Artificial photosynthesis directed toward organic synthesis
Shogo Mori, Riku Hashimoto, Takashi Hisatomi, Kazunari Domen, Susumu Saito
Abstract
In nature, plants convert solar energy into chemical energy via water oxidation. Inspired by natural photosynthesis, artificial photosynthesis has been gaining increasing interest in the field of sustainability/green science and technology as a non-natural and thermodynamically endergonic (ΔG° > 0, uphill) solar-energy-driven reaction that uses water as an electron donor and a source material. Among the artificial-photosynthesis processes, inorganic-synthesis reactions via water oxidation, including water splitting and CO2-to-fuel conversion, have been attracting much attention. In contrast, the synthesis of high-value functionalized organic compounds via artificial photosynthesis, which we have termed artificial photosynthesis directed toward organic synthesis (APOS), remains a great challenge.
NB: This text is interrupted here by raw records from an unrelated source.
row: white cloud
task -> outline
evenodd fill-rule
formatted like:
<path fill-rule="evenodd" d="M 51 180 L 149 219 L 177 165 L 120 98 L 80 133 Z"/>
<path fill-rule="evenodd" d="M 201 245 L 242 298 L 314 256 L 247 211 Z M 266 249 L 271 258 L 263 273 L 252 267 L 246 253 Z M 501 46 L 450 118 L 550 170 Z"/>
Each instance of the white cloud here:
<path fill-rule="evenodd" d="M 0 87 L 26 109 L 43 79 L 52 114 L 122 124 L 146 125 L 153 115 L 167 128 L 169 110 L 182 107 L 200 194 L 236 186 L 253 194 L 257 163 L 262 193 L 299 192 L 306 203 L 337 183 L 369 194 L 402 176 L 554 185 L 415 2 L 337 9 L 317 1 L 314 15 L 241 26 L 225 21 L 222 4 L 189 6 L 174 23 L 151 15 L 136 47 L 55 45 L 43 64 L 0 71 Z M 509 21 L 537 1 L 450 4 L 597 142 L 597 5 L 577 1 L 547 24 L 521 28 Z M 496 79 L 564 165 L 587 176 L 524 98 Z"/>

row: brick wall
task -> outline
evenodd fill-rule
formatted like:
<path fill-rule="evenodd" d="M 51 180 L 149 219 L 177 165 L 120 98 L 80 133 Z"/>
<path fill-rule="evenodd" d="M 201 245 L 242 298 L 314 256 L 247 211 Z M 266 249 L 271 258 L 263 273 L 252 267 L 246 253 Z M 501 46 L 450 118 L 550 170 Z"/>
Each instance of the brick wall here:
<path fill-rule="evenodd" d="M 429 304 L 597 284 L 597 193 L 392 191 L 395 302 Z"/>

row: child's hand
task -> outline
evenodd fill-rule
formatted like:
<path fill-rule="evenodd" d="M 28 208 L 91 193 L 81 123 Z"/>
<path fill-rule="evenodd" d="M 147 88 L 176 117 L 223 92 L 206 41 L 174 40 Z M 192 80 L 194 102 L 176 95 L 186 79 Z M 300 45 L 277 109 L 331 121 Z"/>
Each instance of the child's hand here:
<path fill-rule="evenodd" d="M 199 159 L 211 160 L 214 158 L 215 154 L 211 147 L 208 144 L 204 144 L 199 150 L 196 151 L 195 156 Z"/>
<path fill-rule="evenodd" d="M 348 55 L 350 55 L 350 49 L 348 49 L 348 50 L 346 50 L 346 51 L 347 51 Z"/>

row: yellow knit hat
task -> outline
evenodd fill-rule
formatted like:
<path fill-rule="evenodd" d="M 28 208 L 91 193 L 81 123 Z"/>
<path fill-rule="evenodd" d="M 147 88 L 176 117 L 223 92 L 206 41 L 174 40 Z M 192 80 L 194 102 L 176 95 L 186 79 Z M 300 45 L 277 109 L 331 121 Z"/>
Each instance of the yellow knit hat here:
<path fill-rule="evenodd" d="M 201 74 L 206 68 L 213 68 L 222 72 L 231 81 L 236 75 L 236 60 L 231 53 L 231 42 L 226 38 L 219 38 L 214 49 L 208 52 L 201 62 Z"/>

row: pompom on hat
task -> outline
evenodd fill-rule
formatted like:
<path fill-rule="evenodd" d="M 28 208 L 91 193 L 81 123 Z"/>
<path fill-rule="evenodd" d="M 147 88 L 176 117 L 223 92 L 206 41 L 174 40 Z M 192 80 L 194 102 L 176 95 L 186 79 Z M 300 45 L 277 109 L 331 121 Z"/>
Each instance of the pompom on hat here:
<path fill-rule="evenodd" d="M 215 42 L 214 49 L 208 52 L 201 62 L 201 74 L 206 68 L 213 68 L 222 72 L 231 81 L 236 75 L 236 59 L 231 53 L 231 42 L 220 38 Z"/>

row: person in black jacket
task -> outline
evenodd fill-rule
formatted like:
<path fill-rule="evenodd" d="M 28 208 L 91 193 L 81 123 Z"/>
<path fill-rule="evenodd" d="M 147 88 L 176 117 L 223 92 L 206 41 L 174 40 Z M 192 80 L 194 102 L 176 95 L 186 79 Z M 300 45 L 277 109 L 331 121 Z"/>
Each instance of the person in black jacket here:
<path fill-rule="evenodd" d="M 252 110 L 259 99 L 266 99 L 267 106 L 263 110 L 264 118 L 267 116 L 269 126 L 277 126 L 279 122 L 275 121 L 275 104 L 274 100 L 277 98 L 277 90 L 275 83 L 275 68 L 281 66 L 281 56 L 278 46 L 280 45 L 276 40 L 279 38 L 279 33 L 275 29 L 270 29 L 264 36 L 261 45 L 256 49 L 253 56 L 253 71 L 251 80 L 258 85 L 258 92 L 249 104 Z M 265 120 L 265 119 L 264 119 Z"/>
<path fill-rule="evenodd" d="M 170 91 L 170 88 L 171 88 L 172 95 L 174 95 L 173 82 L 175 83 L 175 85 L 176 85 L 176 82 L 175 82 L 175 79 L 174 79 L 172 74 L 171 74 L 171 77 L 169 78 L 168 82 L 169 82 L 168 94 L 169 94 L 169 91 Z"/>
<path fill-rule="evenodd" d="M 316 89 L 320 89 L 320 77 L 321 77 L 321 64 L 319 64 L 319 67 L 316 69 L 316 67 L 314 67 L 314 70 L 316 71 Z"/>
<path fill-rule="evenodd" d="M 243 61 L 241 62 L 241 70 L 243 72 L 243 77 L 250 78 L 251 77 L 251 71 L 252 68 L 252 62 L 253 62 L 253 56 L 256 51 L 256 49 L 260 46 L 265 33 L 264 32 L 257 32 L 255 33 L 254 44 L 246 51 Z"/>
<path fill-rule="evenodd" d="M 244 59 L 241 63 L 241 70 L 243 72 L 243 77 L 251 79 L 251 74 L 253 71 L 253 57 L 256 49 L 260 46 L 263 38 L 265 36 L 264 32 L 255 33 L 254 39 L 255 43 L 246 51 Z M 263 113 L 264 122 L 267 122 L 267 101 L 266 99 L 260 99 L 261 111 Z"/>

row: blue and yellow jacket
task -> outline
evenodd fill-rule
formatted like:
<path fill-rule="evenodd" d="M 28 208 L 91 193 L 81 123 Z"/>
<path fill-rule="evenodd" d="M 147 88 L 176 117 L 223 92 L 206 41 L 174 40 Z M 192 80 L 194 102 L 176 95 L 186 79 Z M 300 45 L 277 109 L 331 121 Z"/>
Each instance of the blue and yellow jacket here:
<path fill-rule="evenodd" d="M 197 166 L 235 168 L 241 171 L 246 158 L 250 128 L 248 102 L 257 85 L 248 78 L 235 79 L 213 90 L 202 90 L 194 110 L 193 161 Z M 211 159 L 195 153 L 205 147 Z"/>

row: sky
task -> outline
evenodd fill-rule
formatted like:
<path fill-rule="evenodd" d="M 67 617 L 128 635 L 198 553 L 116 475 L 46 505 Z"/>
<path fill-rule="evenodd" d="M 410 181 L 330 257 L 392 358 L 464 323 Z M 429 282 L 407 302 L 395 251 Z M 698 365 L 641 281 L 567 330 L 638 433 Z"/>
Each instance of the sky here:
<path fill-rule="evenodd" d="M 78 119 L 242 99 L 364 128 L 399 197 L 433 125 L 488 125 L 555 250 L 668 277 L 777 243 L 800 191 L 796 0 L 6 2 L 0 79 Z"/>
Herein, we report a synthetically pioneering and meaningful strategy of APOS, where the carbohydroxylation of C = C double bonds is accomplished via a three-component coupling with H2 evolution using dual functions of semiconductor photocatalysts, i.e., silver-loaded titanium dioxide (Ag/TiO2) and rhodium–chromium–cobalt-loaded aluminum-doped strontium titanate (RhCrCo/SrTiO3:Al). Emulating the concept of natural photosynthesis has long been a focus of chemists in an effort to harness solar light as an energy source using water as an electron donor and a source material. Here, the authors present an artificial photosynthetic system that can functionalize styrenes via C–H activation and water splitting.